- Also known as: Papa George Lightfoot
- Born: Alexander Lightfoot March 2, 1924 Natchez, Mississippi, U.S.
- Died: November 28, 1971 (aged 47) Natchez, Mississippi, U.S.
- Genres: Blues; Delta blues;
- Instruments: Harmonica; vocals;
- Years active: 1940s–1971
- Labels: Peacock; Sultan; Aladdin; Imperial; Savoy; Vault; Liberty;

= Papa Lightfoot =

Alexander "Papa" Lightfoot (March 2, 1924 – November 28, 1971), also known as Papa George Lightfoot, was an American blues singer and harmonica player.

==Biography==
Born in Natchez, Mississippi, Lightfoot recorded several sessions in his late twenties—for Peacock Records in 1949 (which were never issued), Sultan Records in 1950, Aladdin Records in 1952, and Imperial Records in 1954. After final singles for Savoy Records in 1955 and Excello Records in 1956, Lightfoot quit recording, still an obscure Southern blues harmonica player.

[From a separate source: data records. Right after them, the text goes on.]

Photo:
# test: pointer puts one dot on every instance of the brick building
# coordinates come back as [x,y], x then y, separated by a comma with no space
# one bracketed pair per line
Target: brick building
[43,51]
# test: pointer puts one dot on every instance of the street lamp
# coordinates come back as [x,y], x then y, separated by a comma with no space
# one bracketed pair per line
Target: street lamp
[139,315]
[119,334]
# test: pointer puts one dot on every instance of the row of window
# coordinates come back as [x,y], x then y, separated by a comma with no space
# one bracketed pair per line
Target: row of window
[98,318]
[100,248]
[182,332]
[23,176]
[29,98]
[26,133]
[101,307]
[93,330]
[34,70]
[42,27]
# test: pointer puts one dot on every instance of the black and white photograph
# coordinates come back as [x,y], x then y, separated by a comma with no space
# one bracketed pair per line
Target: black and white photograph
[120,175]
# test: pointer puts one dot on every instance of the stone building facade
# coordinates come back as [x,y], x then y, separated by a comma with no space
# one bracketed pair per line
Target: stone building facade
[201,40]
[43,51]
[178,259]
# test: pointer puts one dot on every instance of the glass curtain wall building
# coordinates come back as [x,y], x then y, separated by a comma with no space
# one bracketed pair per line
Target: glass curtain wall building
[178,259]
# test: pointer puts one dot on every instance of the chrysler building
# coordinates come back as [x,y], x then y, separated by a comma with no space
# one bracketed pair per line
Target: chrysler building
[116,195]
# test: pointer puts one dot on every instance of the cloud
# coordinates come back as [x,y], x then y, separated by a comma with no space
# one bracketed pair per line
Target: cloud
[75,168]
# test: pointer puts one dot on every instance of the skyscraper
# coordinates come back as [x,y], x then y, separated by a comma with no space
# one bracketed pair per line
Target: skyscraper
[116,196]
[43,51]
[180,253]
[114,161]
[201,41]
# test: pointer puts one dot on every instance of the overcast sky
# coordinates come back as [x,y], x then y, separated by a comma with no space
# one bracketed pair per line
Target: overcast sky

As interest grew in rural Delta blues in the 1960s, Lightfoot's name became more well-known and, in 1969, record producer Steve LaVere went to Lightfoot's home town of Natchez, and asked him to record again. The result was the album Natchez Trace, released on Vault Records in 1969, which brought Lightfoot briefly to the forefront of the blues revival. Rural Blues Vol. 2 followed on Liberty Records later that same year.

However, his comeback was cut short by his death in November 1971 of respiratory failure in Natchez, Mississippi.

The recordings were reissued in 1995 as Goin' Back to the Natchez Trace, with six additional tracks and recorded monologue.

In 2009, Lightfoot was posthumously honored with a marker on the Mississippi Blues Trail in Natchez, granted by the Mississippi Blues Foundation.